The Optimal Health Program and Counseling & Art Therapy faculty facilitate partnerships to encourage counseling and art therapy students to invest in their community, fulfill the mission of the school to have a community focus and promote arts engagement for wellness and healing. 

Desistance Theatre Project

The Desistance Theatre Project is free for non-violent, adult, male ex-offenders in Hampton Roads to participate in a peer-supportive, collaborative, expressive arts/theatre group.  It helps ex-offenders to better understand their own experience; to see themselves as actors rather than spectators, as people with agency and control; and to take positive control of their situation.  
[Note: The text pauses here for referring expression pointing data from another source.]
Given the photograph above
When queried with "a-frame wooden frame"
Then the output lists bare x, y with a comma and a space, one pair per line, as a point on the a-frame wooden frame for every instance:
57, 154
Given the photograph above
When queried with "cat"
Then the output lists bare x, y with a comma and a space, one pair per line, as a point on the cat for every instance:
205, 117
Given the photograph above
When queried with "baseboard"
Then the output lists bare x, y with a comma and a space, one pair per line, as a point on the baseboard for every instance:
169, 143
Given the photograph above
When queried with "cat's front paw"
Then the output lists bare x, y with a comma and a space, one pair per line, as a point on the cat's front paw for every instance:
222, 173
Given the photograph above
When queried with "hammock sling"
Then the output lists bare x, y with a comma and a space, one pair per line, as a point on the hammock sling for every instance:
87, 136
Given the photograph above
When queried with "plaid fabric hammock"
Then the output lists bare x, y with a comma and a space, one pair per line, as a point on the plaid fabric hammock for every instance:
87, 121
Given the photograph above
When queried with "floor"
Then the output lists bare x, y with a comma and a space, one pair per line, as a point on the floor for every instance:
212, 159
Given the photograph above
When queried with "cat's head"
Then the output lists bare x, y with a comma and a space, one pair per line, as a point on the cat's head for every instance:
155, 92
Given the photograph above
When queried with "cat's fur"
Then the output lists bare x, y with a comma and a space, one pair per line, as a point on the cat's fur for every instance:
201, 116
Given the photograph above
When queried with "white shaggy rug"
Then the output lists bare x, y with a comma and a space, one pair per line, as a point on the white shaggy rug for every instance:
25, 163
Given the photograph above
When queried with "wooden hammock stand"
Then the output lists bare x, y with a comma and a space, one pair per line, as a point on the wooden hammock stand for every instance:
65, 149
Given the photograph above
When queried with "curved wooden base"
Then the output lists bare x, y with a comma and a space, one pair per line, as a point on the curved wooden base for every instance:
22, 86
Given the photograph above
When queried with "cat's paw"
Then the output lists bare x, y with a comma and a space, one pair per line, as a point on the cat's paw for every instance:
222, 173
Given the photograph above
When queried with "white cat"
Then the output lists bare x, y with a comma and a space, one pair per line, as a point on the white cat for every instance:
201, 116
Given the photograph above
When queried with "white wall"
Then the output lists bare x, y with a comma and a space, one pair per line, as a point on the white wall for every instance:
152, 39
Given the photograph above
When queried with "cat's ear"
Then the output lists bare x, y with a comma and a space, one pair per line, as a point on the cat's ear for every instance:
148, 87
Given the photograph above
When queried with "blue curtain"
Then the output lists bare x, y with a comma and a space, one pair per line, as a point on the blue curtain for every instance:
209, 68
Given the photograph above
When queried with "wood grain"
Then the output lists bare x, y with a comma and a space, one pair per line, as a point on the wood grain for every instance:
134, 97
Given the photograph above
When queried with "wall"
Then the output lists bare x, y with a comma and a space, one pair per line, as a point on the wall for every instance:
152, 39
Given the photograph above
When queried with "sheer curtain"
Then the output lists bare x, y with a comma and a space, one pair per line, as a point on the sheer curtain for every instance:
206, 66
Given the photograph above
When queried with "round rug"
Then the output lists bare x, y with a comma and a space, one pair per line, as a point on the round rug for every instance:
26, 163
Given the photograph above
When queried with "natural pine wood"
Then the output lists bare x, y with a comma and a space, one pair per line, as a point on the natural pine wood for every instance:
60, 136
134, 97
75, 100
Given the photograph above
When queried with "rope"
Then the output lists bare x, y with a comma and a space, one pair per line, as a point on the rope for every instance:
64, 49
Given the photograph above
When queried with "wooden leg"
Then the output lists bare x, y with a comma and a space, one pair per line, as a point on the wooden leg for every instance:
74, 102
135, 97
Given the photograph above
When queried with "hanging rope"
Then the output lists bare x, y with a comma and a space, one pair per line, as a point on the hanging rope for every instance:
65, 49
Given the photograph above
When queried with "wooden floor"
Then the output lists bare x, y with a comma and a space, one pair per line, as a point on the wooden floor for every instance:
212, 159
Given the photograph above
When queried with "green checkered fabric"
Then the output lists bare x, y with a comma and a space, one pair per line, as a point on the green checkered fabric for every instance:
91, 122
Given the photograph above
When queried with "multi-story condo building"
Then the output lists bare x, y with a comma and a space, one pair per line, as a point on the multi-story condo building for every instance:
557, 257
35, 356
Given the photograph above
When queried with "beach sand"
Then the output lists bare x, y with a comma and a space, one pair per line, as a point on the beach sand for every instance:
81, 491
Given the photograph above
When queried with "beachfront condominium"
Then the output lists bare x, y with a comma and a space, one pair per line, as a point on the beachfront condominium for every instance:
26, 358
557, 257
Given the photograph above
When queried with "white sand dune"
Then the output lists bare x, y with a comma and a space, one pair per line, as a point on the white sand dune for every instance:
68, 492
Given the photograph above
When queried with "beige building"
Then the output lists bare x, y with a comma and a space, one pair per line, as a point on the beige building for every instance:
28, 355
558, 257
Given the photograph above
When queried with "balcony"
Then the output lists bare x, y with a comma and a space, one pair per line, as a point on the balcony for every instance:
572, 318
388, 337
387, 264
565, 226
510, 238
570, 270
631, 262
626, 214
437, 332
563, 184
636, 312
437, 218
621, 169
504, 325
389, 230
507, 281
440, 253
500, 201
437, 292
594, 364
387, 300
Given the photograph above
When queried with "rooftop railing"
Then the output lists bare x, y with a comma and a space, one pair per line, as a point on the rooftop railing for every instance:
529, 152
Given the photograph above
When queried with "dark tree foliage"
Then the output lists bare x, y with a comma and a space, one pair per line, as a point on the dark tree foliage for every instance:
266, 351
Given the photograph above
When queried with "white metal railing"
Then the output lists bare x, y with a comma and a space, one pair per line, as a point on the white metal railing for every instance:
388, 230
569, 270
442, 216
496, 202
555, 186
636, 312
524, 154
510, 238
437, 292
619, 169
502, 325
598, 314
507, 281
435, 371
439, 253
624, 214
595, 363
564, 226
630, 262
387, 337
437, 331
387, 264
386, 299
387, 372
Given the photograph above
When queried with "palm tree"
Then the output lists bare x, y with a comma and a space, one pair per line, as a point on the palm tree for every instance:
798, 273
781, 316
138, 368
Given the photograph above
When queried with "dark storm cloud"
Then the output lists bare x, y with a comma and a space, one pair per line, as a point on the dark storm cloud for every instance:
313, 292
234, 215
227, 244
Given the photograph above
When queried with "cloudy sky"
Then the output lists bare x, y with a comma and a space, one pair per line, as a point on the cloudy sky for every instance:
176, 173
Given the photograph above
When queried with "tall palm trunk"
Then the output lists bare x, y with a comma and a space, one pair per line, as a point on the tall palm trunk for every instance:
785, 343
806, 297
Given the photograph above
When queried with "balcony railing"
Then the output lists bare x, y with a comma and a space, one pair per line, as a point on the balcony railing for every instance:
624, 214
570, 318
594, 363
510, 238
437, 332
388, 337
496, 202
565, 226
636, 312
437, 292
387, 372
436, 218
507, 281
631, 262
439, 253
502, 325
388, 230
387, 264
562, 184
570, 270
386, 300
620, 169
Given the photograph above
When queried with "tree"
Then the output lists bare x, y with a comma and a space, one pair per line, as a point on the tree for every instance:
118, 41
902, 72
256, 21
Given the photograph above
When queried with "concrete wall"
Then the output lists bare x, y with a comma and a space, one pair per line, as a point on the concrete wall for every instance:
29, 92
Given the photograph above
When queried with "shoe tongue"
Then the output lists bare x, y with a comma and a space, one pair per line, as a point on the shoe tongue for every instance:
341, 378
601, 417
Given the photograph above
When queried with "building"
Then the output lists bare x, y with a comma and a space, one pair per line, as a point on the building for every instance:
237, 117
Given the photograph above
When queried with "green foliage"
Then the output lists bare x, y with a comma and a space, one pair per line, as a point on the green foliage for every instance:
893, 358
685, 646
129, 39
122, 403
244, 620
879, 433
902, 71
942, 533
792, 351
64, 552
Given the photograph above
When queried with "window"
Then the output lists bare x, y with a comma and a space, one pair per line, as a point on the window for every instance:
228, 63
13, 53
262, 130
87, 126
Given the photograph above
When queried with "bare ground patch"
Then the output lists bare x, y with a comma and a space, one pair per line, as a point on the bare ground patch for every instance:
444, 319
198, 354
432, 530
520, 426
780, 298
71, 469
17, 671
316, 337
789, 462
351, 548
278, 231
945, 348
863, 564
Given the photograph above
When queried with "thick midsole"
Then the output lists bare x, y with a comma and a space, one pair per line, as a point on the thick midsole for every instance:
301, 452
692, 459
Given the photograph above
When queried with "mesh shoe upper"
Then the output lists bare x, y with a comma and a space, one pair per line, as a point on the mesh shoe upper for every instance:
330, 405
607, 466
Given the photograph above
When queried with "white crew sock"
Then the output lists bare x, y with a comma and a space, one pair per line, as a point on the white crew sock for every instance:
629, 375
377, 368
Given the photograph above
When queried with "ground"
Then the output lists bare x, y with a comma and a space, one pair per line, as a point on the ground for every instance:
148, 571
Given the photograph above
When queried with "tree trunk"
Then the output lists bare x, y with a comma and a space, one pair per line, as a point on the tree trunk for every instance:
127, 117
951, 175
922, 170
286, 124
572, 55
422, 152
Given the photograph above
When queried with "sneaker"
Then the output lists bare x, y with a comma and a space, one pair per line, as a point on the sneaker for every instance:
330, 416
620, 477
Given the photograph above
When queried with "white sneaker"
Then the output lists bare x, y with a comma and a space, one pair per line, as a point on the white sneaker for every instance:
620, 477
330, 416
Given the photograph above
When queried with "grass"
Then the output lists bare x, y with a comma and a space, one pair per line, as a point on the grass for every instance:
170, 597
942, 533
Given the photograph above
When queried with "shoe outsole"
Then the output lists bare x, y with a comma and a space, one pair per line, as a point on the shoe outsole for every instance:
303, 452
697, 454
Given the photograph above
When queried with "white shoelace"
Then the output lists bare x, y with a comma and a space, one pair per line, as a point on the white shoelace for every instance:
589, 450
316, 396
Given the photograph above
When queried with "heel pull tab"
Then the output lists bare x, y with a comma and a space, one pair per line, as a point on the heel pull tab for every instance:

Norfolk Street Choir Project

The Norfolk Street Choir Project has, from its inception, embraced artistic expression as a vehicle for building community and affirming the human worth and dignity of those affected by homelessness, poverty, physical and mental health difficulties, incarceration, and public disenfranchisement.  Partnering with the Arts for Optimal Health Program (AOHP) and engaging Counseling & Art Therapy faculty and students, participants are guided to relate the art processes to metaphors for life, seek enjoyment, and share intentions and experiences related to their art products.

Engaging in expressive arts allows participants to be witnessed and to witness others, much like the experiences of singing together, engaging in artmaking will provide a community of support and expression. Artworks will communicate their stories and experiences, which when guided by art therapists and art therapy students will be therapeutic and meet their needs to navigate their unique difficulties. The healing power of arts engagement is the heart of this collaboration. In the future, we hope to combine arts expression to include the visual arts along with our existing choir and musical arts.

Beneath the Surface: Visual Conversations about Race in Hampton Roads

An art-based workshop was developed to engage community members in exploring the history of race and racial disparity in Hampton Roads. This one-day workshop will include a panel of local historians sharing the history of race in the area, followed by community artmaking led by a local art therapist. Artmaking will focus on creating a response to history, examining present-day needs, and exploring future transformation. View a video from our artmaking program.

Visual Conversations: Exploring Privilege and Oppression

This art-based workshop aims to support community members in learning about, acknowledging, and responding to the topic of privilege and oppression in a four-part art-based workshop series. Each session will include a 30-minute presentation on topics related to privilege, oppression, intersectionality, gender identity, colorism, and sexual orientation. Following each presentation, participants will reflect through artmaking facilitated by an art therapist.

Racism is a Public Health Crisis: We Must A.R.T. (Articulate, Review and Tackle)

This collaborative community arts workshop series was developed by NSU and EVMS faculty to support public awareness of the impact of racism on the health and well-being of communities of color. This workshop series is specifically designed for healthcare professionals who are critical to ensuring equity in healthcare. Each workshop will include a 30-minute presentation followed by reflective art-making facilitated by an art therapist.

Topics will include the impact of racism on (1) stress, (2) obesity, and (3) cardiovascular disease & hypertension among the African American community. The A.R.T. project is made possible by the Joint School of Public Health Initiative, the Center for Excellence in Minority Health Disparities, and the Center for Public Health Initiatives at NSU. 

Bobby Levin Expressions of Cancer Project

The Bobby Levin Expressions of Cancer Project intends to assist patients, survivors, and care partners with processing their lived experiences related to cancer.  Facilitated by licensed, board certified art therapists and student assistants from the Counseling & Art Therapy program at Macon & Joan Brock Virginia Health Sciences at Old Dominion University.  The program consisted of two workshops, each made up of four sessions.